In Ermangelung eines Werkverzeichnisses - ein solches ist über "im kinsky editionen" für den Herbst 2011 geplant - waren Informationen zur zweifelsfreien Klärung nicht verfügbar. Diese lieferte eine akribische Untersuchung der Farben an der Akademie der bildenden Künste. Die Pigmentanalyse ergab, dass einige Farben in dieser chemischen Zusammenstellung 1927 noch nicht existierten, weil erst nach 1945 erfunden wurden. Zu dieser Zeit galt der Künstler bereits als an der Front verschollen. Solche naturwissenschaftlichen Gutachten, ist Otto-Hans Ressler überzeugt, werden sukzessive an Bedeutung gewinnen. Schon weil sich selbst Ex-perten bisweilen irren, wie der aktuelle Fälschungsskandal in Deutschland belegt.

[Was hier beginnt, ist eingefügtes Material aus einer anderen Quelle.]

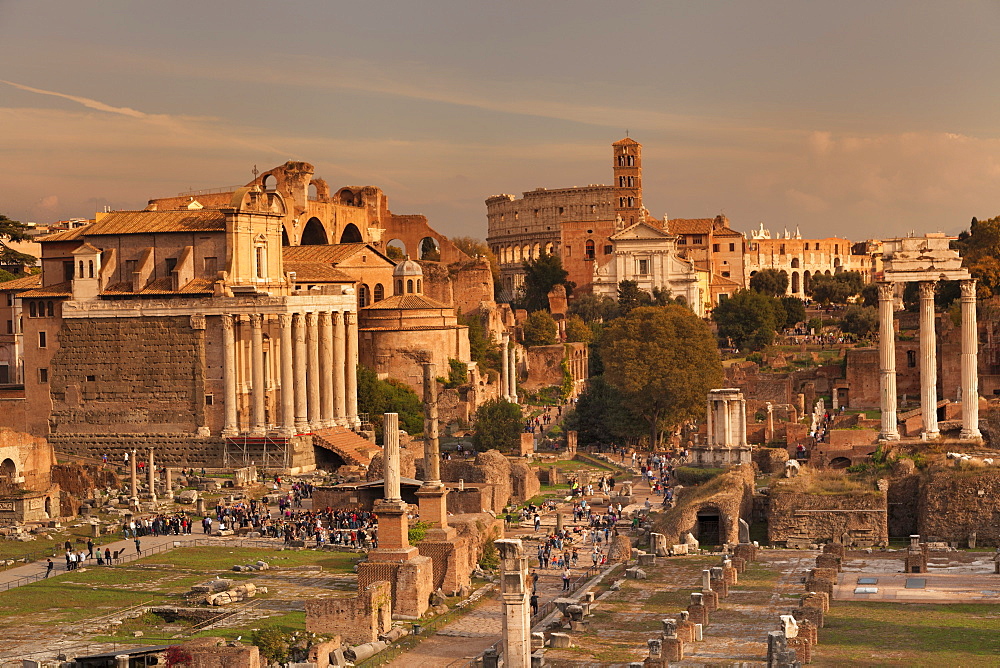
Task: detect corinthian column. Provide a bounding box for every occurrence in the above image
[278,313,295,436]
[344,312,360,427]
[306,313,323,429]
[878,283,899,441]
[292,313,309,433]
[221,315,239,438]
[919,281,941,439]
[330,311,347,426]
[319,311,336,428]
[250,313,267,436]
[959,280,983,440]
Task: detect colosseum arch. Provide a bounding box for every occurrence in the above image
[340,223,364,244]
[300,218,330,246]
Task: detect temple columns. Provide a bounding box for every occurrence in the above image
[959,280,983,440]
[918,281,941,439]
[878,283,899,441]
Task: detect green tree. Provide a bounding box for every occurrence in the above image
[0,213,38,265]
[521,311,559,346]
[840,305,878,339]
[712,290,787,350]
[472,399,524,452]
[569,292,618,322]
[358,364,424,438]
[618,279,653,315]
[750,269,788,297]
[521,251,575,311]
[601,305,722,446]
[566,315,594,343]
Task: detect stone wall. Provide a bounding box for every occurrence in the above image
[767,485,889,547]
[49,317,205,434]
[918,469,1000,547]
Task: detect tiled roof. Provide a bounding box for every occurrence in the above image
[81,209,226,241]
[365,295,451,311]
[20,281,73,299]
[0,274,42,290]
[285,260,354,283]
[281,243,368,264]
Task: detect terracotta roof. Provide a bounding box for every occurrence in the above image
[20,281,73,298]
[0,274,42,290]
[281,243,368,264]
[363,295,451,311]
[82,209,226,241]
[312,427,382,468]
[285,260,355,283]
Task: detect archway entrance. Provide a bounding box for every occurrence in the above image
[697,508,722,545]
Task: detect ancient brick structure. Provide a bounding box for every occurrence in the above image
[305,572,392,645]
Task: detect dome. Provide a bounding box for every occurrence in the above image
[392,257,424,276]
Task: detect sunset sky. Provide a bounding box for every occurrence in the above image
[0,0,1000,240]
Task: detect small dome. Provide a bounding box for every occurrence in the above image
[392,257,424,276]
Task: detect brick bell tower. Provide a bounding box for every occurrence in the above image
[611,137,642,227]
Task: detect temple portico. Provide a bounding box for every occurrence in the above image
[877,234,982,441]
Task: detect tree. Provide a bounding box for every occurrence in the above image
[566,315,594,343]
[0,213,38,266]
[522,311,559,346]
[521,251,576,311]
[750,269,788,297]
[600,305,722,447]
[618,279,653,315]
[712,290,787,350]
[569,292,618,322]
[840,305,878,339]
[472,399,524,452]
[358,364,424,437]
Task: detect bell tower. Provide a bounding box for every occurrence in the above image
[611,137,642,227]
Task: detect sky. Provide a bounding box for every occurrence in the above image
[0,0,1000,240]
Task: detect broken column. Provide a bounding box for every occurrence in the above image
[358,413,434,619]
[495,538,531,668]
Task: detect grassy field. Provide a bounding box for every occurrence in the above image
[813,601,1000,668]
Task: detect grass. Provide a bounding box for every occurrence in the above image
[813,601,1000,666]
[140,547,359,573]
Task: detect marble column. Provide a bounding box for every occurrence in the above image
[500,332,510,401]
[250,313,267,436]
[306,313,323,430]
[292,313,309,433]
[344,312,360,427]
[494,538,531,668]
[319,311,336,428]
[918,281,941,439]
[877,283,899,441]
[278,313,295,436]
[382,413,403,502]
[330,312,347,426]
[222,315,239,436]
[959,280,983,440]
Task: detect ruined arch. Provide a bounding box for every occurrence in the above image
[417,237,441,262]
[340,223,364,244]
[300,218,330,246]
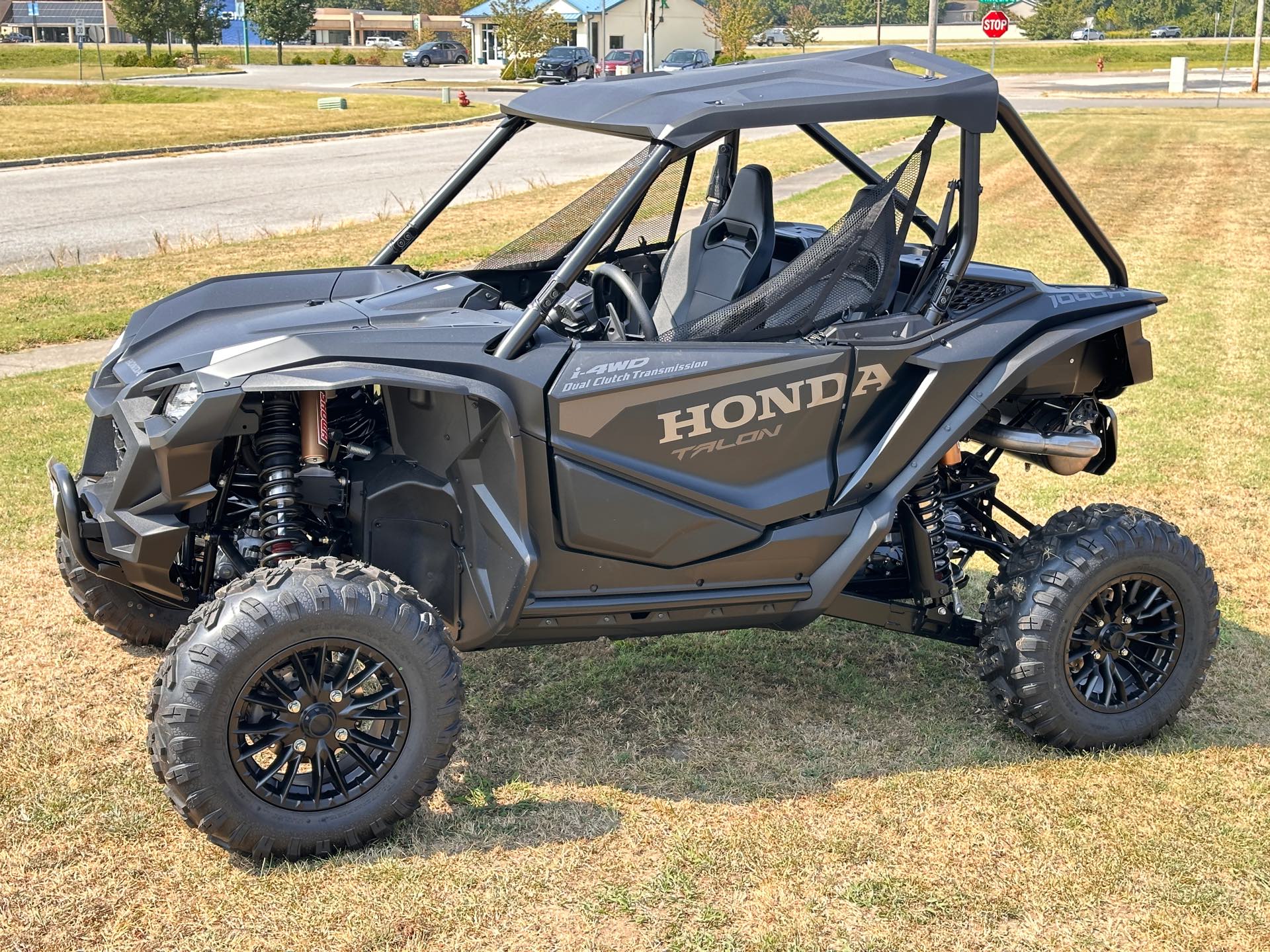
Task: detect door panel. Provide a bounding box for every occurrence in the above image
[548,341,851,538]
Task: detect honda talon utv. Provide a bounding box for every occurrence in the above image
[50,47,1218,857]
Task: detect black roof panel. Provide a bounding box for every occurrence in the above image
[503,46,997,146]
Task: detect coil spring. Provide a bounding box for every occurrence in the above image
[255,395,309,567]
[908,469,952,590]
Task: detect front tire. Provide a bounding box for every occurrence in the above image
[979,504,1220,750]
[56,531,189,647]
[148,559,462,859]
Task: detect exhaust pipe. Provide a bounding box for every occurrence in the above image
[970,420,1103,476]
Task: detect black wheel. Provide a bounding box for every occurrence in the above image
[57,532,190,647]
[979,505,1219,750]
[149,559,462,859]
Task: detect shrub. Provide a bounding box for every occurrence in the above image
[500,57,534,80]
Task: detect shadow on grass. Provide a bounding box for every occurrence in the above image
[273,573,1270,873]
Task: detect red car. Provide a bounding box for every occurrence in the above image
[605,50,644,76]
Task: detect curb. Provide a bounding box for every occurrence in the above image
[0,112,503,169]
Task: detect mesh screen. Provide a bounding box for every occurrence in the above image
[476,147,692,270]
[659,122,943,340]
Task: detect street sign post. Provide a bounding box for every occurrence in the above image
[979,10,1009,73]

Dass Gegenwartskunst vor Irrtümern gefeit sei, ist allerdings eine Fehleinschätzung. Bisweilen vertun sich sogar Künstler als absolut letzte Instanz. Die Kinsky-Chronik hält hier ein legendäres Beispiel bereit: "Sehen Sie das nicht?! Wie können Sie mich das überhaupt fragen", hatte Hundertwasser gebellt, als sich Ressler vor der Katalogisierung von Gelbe Küsse Gelbe Schiffe Mundboote der Authentizität versichern wollte. Und, er bestand sogar darauf, dem künftigen Besitzer ein zusätzliches Zertifikat auszustellen.

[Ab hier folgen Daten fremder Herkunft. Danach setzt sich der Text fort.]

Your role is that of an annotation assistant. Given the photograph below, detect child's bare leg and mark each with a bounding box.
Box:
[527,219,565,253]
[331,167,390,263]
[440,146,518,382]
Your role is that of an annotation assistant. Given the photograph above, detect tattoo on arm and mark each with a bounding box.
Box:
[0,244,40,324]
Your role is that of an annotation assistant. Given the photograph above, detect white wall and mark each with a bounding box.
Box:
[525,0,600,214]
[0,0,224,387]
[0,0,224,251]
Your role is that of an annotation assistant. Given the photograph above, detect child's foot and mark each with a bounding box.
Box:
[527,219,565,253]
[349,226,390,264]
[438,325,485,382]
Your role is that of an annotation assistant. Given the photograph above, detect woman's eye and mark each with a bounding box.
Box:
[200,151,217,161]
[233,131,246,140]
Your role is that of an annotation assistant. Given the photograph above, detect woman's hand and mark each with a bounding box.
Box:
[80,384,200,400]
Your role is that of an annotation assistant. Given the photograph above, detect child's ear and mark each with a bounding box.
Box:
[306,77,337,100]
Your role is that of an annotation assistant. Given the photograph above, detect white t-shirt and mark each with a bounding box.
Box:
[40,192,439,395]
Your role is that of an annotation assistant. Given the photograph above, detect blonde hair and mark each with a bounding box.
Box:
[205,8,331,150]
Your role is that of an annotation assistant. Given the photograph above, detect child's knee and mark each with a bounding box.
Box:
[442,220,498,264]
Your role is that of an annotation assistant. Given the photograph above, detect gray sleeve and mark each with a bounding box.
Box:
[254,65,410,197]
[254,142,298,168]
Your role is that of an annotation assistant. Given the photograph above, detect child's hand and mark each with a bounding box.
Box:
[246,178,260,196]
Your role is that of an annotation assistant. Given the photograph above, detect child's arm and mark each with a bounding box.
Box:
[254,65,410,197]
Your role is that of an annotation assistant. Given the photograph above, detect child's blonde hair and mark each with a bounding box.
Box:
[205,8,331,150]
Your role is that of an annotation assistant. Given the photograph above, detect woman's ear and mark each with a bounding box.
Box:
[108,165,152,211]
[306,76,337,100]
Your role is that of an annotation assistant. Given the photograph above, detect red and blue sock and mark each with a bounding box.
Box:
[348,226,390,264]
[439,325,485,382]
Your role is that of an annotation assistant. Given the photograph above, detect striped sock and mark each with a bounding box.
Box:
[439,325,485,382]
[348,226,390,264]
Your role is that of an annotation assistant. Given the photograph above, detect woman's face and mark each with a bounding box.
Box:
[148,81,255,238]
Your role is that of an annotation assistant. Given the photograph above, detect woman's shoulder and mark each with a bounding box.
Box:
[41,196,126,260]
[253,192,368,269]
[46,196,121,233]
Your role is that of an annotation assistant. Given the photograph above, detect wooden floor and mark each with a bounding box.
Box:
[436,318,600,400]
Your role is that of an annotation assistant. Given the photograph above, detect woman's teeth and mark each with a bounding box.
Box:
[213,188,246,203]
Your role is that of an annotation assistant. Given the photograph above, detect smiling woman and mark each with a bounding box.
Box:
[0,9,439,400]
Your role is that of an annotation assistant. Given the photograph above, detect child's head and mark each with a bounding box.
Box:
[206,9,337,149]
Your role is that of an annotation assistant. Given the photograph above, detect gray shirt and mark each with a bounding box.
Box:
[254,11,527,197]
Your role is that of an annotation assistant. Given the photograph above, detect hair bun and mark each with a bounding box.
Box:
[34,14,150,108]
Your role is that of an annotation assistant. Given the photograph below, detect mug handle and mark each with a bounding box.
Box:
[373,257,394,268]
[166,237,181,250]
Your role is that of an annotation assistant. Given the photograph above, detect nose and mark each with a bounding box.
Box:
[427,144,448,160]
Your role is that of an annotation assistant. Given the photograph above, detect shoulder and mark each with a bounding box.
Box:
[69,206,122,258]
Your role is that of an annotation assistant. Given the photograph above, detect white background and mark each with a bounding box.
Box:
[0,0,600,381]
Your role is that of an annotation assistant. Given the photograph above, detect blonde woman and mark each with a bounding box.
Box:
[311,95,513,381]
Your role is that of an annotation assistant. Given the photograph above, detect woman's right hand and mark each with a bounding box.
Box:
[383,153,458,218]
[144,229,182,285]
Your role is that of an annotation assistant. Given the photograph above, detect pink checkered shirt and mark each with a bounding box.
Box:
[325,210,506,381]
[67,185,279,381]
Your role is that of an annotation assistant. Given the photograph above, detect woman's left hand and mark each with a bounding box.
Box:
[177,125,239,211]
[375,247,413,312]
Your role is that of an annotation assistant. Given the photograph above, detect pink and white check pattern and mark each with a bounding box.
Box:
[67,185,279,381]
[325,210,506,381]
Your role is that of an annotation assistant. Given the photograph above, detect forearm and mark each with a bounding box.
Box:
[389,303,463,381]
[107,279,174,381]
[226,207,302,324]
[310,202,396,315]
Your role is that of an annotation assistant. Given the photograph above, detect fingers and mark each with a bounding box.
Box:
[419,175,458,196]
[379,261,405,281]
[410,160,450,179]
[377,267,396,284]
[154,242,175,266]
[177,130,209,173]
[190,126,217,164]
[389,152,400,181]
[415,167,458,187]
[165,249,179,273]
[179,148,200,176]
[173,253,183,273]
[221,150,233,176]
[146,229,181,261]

Im Dezember 1993 bewilligte also ein Privatsammler für das Aquarell 500.000 Schilling netto (37.350 Euro). Im Frühjahr 1996 meldete sich dieser bei Ressler und berichtete stolz, dass er "sein" Aquarell auch in der Sammlung Essl ("Malerei in Österreich 1945-1995", Künstlerhaus) gesehen hätte. Der Haken: Hundertwasser wiederholte seine Motive nie, eines der beiden Werke musste also ein Plagiat sein.

Nach eingehender Begutachtung entschied der Künstler, Essls 1995 bei Christie's in London erworbene (netto 23.508 Euro) sei echt, das andere falsch. Im Kinsky refundierte dem Betroffenen das Geld. Zum Ausgleich übermalte der Künstler Teile der Fälschung, die 1998 neuerlich im Kinsky zur Auktion gelangte. "Echter Hundertwasser auf Fälschung" fand dann allerdings erst im Nachverkauf für netto 11.600 Euro einen neuen Besitzer. (kron/ DER STANDARD, Printausgabe, 18./19.9.2010)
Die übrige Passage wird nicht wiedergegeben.